Swedish captain Nilla Fischer opened the scoring in the 17th minute after the ball bounced off her shoulder following a corner kick, but France rallied with a header by Georges in the 29th and a close-range shot by Renard in the 39th.
France, making its Olympic debut, at least equals its best campaign in a major women's tournament. It also reached the semifinals of last year's World Cup. It will play Brazil or World Cup champion Japan in the Olympic semifinals.
"We showed today how dangerous our defenders can be on set pieces, this team is not only about our attackers," Georges said. "We were able to score even against big and strong defenders like the Swedes have."
France coach Bruno Bini said he couldn't have asked for more from his defenders.
"We played a creative match. It was perfect," he said. "At corners, we scared the Swedish defense, with Wendie and Laura really strong there. We didn't buckle against a really strong team."
Sweden also made it to the semifinals of last year's World Cup and beat France 2-1 in the third-place match.
"It feels empty," Swedish defender Annica Svensson said. "We played a good game and I don't think that France played a better game than us. That feels kind of disappointing."

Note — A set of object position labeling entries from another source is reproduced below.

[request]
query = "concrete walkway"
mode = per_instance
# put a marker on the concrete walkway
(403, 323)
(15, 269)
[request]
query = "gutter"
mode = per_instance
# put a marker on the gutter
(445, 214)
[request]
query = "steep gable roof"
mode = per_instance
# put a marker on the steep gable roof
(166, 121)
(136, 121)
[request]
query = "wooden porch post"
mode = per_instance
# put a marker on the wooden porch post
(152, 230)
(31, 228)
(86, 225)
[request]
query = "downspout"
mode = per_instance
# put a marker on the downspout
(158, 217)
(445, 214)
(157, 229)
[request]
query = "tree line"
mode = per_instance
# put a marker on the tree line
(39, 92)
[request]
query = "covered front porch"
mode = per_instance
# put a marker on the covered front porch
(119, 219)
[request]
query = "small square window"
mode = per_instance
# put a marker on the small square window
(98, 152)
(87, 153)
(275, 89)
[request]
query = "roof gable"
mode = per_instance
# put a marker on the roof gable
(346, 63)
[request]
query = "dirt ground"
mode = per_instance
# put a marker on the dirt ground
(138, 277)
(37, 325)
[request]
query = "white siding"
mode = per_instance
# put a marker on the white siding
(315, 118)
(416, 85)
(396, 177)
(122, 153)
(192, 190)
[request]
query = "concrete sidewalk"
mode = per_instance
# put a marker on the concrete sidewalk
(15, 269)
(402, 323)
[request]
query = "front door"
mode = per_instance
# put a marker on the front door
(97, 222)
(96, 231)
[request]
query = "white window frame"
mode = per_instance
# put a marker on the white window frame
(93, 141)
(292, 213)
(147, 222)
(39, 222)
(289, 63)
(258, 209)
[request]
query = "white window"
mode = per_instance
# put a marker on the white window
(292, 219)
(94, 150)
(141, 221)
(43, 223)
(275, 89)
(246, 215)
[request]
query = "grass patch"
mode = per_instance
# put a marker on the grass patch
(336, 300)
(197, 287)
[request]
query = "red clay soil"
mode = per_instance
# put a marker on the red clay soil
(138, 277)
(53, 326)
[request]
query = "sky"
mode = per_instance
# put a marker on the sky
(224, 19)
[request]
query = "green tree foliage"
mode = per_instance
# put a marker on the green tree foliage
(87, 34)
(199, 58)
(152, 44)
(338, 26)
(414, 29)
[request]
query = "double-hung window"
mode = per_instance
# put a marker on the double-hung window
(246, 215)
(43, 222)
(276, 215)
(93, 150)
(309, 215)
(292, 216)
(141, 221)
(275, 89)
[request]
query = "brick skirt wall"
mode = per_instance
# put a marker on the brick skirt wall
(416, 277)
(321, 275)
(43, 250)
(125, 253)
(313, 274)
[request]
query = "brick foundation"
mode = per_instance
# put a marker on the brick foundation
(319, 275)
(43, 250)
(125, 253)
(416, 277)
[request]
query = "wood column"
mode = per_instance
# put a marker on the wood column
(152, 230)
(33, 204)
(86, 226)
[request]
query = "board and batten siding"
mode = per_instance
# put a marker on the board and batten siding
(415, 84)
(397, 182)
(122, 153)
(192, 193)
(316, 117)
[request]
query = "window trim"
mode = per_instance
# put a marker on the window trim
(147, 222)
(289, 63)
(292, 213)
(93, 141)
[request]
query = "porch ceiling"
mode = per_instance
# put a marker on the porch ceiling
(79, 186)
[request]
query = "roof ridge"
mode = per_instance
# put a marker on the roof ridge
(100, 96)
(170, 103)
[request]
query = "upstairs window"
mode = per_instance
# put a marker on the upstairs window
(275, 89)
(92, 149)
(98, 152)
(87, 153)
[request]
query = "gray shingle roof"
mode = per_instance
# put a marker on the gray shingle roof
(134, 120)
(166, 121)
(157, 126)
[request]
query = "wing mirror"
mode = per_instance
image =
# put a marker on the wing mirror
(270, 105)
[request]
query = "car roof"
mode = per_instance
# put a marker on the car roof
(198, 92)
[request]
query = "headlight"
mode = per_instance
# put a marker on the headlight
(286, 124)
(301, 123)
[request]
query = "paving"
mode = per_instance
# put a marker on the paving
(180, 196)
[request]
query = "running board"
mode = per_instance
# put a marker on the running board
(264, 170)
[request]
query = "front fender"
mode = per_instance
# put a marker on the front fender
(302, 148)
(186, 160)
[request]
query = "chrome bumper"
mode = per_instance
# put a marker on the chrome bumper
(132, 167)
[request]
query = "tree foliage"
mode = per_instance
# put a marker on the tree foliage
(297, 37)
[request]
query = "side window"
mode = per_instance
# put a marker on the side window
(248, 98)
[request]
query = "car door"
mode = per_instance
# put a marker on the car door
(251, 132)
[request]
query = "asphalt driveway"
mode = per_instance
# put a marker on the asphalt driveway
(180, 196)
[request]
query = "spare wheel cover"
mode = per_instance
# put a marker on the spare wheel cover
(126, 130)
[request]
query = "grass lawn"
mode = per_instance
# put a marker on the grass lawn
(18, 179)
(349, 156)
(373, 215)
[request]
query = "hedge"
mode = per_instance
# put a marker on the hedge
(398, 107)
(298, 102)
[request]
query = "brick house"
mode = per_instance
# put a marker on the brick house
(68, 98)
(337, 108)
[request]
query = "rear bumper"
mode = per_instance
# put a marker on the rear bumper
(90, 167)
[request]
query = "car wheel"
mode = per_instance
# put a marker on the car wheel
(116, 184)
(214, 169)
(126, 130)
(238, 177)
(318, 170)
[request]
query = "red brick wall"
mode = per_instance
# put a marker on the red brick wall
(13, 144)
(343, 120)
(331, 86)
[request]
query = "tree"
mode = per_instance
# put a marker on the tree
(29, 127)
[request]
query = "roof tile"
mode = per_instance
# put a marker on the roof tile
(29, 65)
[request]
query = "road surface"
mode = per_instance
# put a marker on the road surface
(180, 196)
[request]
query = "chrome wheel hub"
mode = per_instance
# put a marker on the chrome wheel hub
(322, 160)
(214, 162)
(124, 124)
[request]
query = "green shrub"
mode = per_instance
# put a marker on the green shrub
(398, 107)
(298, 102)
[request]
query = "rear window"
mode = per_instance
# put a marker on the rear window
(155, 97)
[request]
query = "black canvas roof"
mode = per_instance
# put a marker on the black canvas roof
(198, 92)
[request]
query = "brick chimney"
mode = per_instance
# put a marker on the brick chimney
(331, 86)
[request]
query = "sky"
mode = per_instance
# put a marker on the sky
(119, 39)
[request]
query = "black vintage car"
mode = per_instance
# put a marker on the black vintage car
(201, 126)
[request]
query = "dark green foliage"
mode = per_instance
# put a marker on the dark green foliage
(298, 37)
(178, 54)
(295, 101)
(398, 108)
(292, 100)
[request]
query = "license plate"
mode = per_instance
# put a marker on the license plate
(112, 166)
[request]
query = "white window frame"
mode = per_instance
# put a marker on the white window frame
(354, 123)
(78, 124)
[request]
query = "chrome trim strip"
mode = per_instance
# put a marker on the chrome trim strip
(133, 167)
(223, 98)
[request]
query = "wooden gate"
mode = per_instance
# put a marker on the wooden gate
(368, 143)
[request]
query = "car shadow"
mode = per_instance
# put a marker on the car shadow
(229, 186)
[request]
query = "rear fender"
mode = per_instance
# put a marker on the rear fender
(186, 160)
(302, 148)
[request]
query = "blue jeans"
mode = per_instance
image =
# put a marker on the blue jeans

Fischer nearly scored her second goal to even the match in the 72nd, but French goalkeeper Sarah Bouhaddi made an incredible point-blank save to keep France ahead. Bouhaddi dived to her right and barely tipped Fischer's close-range shot wide.
France came into the match at Hampden Park with the tournament's best attack, with eight goals scored, tied with the two-time defending champion United States.

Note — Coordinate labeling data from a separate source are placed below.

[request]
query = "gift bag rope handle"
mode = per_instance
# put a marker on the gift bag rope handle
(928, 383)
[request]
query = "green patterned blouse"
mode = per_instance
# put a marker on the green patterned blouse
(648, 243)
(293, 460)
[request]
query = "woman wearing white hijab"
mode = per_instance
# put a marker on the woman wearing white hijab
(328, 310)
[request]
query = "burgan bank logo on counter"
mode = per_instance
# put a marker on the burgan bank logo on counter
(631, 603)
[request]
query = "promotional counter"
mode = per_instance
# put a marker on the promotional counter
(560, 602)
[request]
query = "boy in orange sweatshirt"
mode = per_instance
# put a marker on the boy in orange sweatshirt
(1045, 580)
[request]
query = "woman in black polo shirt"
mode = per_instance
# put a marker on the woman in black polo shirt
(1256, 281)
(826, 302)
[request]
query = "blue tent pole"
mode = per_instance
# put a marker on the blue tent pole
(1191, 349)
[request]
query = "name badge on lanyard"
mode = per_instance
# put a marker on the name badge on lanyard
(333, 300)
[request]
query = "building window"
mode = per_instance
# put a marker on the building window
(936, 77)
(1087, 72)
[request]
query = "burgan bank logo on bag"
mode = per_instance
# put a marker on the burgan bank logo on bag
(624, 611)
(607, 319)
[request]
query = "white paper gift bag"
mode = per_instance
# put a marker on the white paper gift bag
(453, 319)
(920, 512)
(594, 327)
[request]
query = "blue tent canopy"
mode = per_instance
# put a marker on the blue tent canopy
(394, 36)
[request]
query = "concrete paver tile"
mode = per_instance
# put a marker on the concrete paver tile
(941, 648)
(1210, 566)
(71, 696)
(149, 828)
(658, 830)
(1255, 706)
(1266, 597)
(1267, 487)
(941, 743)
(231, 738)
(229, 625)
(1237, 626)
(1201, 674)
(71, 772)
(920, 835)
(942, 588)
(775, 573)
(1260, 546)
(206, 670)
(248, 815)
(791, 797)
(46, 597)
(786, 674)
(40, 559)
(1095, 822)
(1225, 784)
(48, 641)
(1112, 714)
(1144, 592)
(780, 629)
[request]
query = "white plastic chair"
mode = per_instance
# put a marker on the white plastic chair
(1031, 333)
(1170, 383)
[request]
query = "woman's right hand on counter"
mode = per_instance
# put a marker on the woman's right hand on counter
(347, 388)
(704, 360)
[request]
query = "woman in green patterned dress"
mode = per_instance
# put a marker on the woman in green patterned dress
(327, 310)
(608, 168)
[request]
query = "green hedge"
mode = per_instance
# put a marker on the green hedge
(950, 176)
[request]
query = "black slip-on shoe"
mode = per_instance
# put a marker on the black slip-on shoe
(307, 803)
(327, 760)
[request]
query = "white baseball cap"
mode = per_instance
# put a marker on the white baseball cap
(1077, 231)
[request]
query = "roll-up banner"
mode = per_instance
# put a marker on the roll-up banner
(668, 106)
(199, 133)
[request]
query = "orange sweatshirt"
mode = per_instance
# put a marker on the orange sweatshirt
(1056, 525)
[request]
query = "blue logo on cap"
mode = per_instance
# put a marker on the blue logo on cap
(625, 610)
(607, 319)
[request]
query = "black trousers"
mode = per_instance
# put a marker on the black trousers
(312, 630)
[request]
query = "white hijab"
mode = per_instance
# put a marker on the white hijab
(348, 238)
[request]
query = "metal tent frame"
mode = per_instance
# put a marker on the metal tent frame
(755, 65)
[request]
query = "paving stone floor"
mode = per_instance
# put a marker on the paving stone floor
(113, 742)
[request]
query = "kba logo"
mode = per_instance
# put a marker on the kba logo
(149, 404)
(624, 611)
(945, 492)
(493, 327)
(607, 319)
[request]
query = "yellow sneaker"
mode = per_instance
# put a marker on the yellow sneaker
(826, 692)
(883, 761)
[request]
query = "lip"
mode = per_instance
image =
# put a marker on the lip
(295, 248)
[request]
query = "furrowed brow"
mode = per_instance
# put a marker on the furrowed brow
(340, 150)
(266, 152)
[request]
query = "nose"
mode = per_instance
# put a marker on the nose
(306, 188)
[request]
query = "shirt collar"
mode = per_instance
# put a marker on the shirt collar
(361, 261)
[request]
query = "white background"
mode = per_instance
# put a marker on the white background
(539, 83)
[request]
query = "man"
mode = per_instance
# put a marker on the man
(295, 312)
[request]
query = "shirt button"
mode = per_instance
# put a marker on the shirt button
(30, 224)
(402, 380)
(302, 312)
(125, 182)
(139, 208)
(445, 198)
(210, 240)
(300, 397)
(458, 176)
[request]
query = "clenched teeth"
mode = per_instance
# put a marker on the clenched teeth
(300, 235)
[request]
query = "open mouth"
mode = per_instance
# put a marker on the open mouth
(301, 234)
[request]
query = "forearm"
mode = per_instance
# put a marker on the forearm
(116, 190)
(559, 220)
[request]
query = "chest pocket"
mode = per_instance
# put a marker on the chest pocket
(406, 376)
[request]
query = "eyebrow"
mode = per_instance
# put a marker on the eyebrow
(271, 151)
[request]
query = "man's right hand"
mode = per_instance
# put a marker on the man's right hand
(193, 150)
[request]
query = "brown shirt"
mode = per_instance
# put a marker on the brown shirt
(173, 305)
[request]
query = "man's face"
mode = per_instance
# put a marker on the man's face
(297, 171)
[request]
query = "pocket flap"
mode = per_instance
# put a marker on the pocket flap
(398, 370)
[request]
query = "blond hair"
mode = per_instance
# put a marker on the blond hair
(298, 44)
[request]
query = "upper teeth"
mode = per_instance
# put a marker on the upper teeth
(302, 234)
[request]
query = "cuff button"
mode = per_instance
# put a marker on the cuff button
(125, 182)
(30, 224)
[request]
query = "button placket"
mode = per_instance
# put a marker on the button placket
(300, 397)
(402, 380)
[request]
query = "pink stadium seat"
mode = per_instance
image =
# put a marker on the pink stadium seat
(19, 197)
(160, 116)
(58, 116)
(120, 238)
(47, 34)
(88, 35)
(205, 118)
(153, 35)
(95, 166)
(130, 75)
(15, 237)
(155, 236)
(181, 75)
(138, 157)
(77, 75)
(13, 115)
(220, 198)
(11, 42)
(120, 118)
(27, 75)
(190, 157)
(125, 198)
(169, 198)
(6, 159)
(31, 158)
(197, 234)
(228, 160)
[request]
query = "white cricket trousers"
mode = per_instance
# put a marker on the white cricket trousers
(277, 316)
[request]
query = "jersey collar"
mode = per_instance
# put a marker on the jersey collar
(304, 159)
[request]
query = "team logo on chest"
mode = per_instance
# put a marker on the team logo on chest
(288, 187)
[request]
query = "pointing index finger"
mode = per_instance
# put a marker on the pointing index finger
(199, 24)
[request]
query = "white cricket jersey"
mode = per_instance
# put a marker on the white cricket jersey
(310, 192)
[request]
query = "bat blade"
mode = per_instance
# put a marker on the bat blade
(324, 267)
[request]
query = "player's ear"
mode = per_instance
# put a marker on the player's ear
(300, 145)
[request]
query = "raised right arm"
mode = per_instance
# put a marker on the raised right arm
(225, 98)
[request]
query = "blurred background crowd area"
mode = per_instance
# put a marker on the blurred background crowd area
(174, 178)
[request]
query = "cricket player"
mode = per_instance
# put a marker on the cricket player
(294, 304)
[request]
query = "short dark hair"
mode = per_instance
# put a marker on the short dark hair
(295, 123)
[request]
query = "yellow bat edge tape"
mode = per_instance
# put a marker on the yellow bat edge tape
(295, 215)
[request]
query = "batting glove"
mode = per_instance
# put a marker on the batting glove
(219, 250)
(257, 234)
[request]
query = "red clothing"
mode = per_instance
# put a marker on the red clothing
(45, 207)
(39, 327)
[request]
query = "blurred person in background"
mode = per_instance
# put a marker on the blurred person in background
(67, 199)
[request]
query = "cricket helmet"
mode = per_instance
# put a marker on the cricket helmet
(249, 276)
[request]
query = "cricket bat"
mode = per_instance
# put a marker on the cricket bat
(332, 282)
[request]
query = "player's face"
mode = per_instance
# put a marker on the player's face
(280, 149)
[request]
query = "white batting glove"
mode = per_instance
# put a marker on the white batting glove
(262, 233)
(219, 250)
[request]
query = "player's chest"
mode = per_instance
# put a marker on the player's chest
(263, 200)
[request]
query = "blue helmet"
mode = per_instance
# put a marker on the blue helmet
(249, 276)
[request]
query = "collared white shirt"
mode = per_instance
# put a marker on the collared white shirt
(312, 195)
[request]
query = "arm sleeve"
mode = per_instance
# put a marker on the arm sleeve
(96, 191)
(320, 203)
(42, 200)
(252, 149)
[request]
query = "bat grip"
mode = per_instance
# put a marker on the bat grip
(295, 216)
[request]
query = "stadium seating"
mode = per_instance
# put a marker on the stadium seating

But it was Sweden that got on the board first in a match in which both sides struggled to keep possession but created many scoring opportunities.
Fischer went for a corner cross into the penalty area, and the ball bounced off her left shoulder as she looked away, going straight into Bouhaddi's left upper corner.

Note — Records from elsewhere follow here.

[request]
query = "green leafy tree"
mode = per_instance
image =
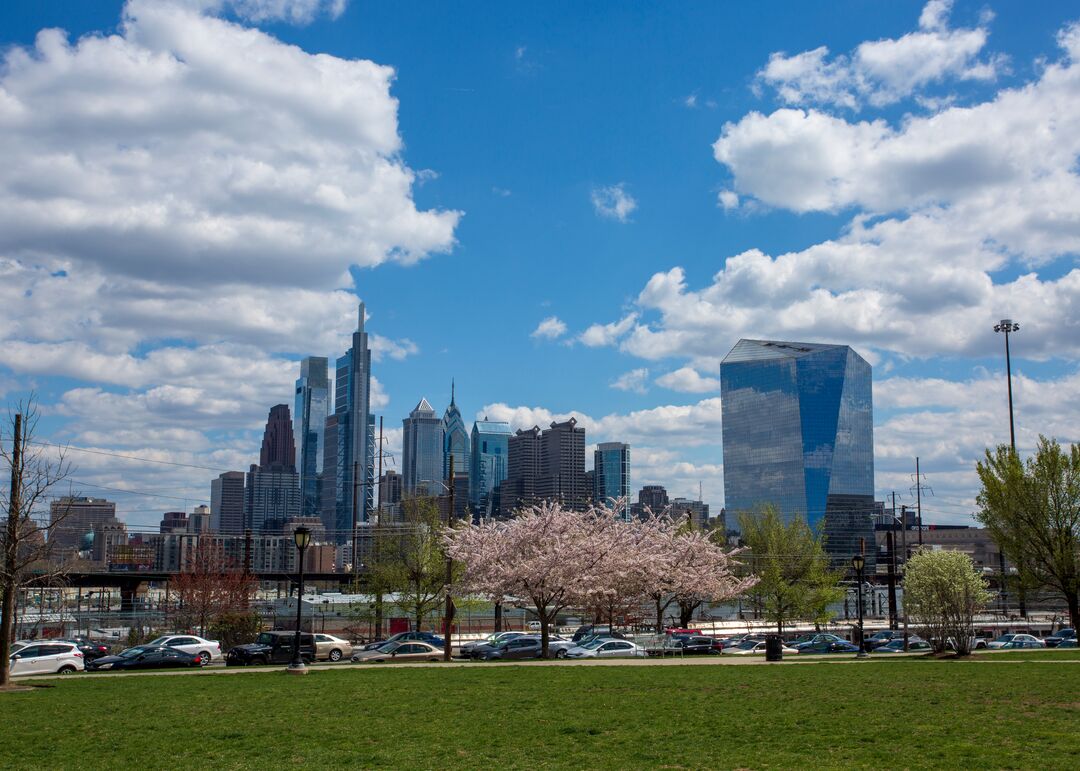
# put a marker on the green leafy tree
(943, 591)
(1033, 511)
(788, 558)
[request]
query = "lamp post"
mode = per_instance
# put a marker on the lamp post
(301, 537)
(859, 562)
(1007, 326)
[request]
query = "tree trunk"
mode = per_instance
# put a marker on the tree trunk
(7, 619)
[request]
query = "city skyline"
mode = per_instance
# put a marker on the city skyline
(935, 201)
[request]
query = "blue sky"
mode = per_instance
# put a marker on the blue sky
(191, 205)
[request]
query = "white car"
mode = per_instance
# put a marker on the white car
(607, 649)
(1016, 641)
(755, 648)
(48, 659)
(203, 649)
(332, 648)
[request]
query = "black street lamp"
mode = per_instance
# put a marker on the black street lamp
(859, 563)
(1007, 326)
(302, 537)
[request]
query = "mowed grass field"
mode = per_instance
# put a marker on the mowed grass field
(996, 712)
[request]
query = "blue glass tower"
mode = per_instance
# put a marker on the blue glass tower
(798, 433)
(611, 474)
(487, 465)
(355, 434)
(309, 429)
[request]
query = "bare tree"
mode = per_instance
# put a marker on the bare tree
(26, 540)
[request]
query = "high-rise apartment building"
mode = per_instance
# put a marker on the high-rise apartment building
(548, 464)
(523, 470)
(798, 434)
(455, 441)
(488, 456)
(279, 447)
(611, 475)
(422, 451)
(355, 435)
(563, 464)
(309, 429)
(71, 518)
(227, 503)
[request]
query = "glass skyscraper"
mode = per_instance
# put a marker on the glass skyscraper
(611, 474)
(309, 429)
(422, 451)
(355, 434)
(487, 465)
(798, 433)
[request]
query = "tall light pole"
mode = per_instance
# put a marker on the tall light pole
(859, 562)
(301, 537)
(1008, 326)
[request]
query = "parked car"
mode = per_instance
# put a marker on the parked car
(271, 648)
(606, 649)
(203, 649)
(516, 648)
(409, 650)
(882, 637)
(836, 646)
(592, 630)
(467, 648)
(696, 646)
(41, 658)
(331, 648)
(1015, 640)
(752, 647)
(90, 649)
(814, 638)
(146, 657)
(1060, 636)
(429, 637)
(896, 645)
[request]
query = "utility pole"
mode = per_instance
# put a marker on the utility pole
(918, 498)
(11, 549)
(448, 613)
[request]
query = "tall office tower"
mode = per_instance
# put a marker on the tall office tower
(390, 487)
(327, 483)
(563, 465)
(455, 441)
(309, 429)
(798, 434)
(487, 465)
(697, 512)
(279, 447)
(355, 434)
(270, 496)
(227, 503)
(611, 474)
(422, 451)
(523, 470)
(71, 518)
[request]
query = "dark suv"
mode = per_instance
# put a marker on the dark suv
(271, 648)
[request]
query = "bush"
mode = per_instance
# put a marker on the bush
(943, 591)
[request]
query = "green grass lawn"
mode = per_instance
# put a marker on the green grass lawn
(896, 713)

The French tied it after a well-executed corner kick by Louisa Necib. Her shot curled dangerously toward the goal, and Sweden goalkeeper Hedvig Lindahl had to step back to stop it from going in. She tipped the ball away from the net, but it went into Georges' direction for an easy header into the far corner.
France's go-ahead goal came after a long free kick cross from the right side. Georges headed the ball across the area, and Renard scored with a firm shot from close range.
Necib, who controlled the match for France in midfield, had a 22nd-minute goal disallowed for offsides before the ball was crossed into the area. The French complained because it appeared the ball came off a defender, which would have allowed the goal to stand.
Necib also nearly scored with a 72nd-minute header that missed wide.
Swedish defender Linda Sembrant had some of the best chances for Sweden. Her header off a corner in the 53rd just missed wide of the far post.
Sweden had relinquished a two-goal lead in a 2-2 draw with Canada in its last group match.
France's semifinal appearance in last year's World Cup in Germany marked one of the team's top achievements in women's soccer. France eliminated England on penalties in the quarterfinals before losing 3-1 to the United States in the semis.
The Swedes have always been a top contender in women's soccer, but their last major triumph came at the 1984 European Championship. It just missed on a medal at the 2004 Athens Games, finishing fourth.
Sweden's best finish at the World Cup was second in 2003 in the United States. It was eliminated in the quarterfinals of the 2008 Beijing Games after a loss to Germany.
Hampden Park had a crowd of just less than 13,000 for its final Olympic match on a rainy afternoon in Glasgow.